Every time we decide to follow God and His holiness, it’s a good idea as well to bring someone along for the ride.  Let someone know what you are seeking so they can walk with you and support you and hold you accountable.  Other Christians are the best external support for holiness that you’ll ever find.

All of this, of course, has implications for the raising of children.  We must give them rules and rituals, but the real goal is for them to be inner directed and not outer directed.  They must desire God in their hearts, and not just because their parents desire Him.  This is what’s behind the classic titanic struggle some Christian parents have in dragging their teens and pre-teens to church.  The child is still outer directed and doesn’t want what the parent wants anymore.  Such children have never developed a true heart for God on their own.

Being children, they need a lot of external supports and props to help them love God in the inner man.  But the goal for all of us is to reach Christian maturity, the full stature of Christ, in which we do the will of the Father because we desire it.  We desire the will of the Father so much that, like Jesus, to do the will of the Father is our very bread.

What comes out of the heart makes a man clean or unclean.  And what comes out of the heart is what is in it.  Put God in your heart today through every means available to you.

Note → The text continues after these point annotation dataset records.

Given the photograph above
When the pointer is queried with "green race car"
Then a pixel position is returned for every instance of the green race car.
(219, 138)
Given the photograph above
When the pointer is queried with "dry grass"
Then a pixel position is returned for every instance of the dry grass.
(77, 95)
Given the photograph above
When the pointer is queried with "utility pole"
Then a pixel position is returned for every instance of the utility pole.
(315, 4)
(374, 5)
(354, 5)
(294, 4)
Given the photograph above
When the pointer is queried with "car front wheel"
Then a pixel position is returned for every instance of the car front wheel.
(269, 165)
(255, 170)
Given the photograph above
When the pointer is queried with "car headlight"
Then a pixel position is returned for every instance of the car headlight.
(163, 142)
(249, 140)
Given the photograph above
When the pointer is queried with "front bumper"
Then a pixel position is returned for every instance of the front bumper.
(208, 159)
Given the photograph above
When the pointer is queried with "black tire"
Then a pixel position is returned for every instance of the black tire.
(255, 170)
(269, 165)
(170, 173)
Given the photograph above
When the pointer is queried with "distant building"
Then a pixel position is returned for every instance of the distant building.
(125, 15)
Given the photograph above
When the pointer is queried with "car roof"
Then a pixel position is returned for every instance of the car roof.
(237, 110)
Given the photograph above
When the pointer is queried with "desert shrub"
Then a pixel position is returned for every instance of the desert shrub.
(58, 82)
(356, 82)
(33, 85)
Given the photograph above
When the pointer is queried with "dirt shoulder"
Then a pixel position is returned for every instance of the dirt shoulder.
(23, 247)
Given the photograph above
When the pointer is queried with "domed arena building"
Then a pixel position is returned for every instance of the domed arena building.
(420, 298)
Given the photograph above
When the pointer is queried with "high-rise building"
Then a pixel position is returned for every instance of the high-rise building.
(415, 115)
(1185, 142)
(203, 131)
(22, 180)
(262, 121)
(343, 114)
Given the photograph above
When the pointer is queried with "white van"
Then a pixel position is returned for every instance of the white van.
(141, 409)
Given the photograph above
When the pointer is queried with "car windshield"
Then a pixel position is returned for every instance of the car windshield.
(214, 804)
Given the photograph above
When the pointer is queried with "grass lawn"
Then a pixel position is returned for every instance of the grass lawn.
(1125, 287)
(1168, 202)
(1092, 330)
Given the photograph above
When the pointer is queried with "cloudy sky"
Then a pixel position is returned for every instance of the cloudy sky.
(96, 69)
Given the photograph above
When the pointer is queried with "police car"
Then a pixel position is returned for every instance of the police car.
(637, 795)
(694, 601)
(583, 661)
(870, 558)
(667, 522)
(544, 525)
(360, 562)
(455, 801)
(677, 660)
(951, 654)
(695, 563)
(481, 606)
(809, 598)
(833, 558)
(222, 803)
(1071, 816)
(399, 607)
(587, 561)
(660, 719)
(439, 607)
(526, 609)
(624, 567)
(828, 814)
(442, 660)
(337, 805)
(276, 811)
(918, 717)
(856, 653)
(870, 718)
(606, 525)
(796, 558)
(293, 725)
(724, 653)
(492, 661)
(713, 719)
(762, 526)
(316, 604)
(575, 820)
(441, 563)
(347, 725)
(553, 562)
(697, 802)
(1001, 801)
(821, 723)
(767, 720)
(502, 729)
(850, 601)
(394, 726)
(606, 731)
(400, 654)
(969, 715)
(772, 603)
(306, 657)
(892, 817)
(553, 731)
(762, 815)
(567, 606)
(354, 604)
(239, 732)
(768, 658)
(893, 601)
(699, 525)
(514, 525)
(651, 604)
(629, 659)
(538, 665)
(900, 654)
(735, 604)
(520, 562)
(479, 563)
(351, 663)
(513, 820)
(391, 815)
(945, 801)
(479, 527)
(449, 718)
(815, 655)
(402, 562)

Prayer:  Lover of our souls,

Come into these cold and empty hearts of ours,

Come to fill them with light, warmth, and love,

With the heavenly music,

With the sound of the eternal harmony,

With the footfalls of the saints that rejoice in Thy bliss;

Thou art Lord of all, Master of suns and stars,

Yet art Thou our Beloved,

The Saviour of our souls from death and night.

Come, our Lord, Thou Lover of our souls,

Come to purify and uplift our failing hearts,

Come to impart unto us the eternal joy of those that are in bliss with Thee.  Amen.

(John S. Hoyland)

Points for Meditation:                      

1.  In what ways does my heart desire what it wants instead of what God wants?

2.  What rules, rituals, and reminders could I place in my life to direct my heart more towards God?

Resolution:  I resolve to meditate on one way in which my heart does not desire what God desires, to ask God to change my heart, and to take the first opportunity I have today to seek Him in this thing.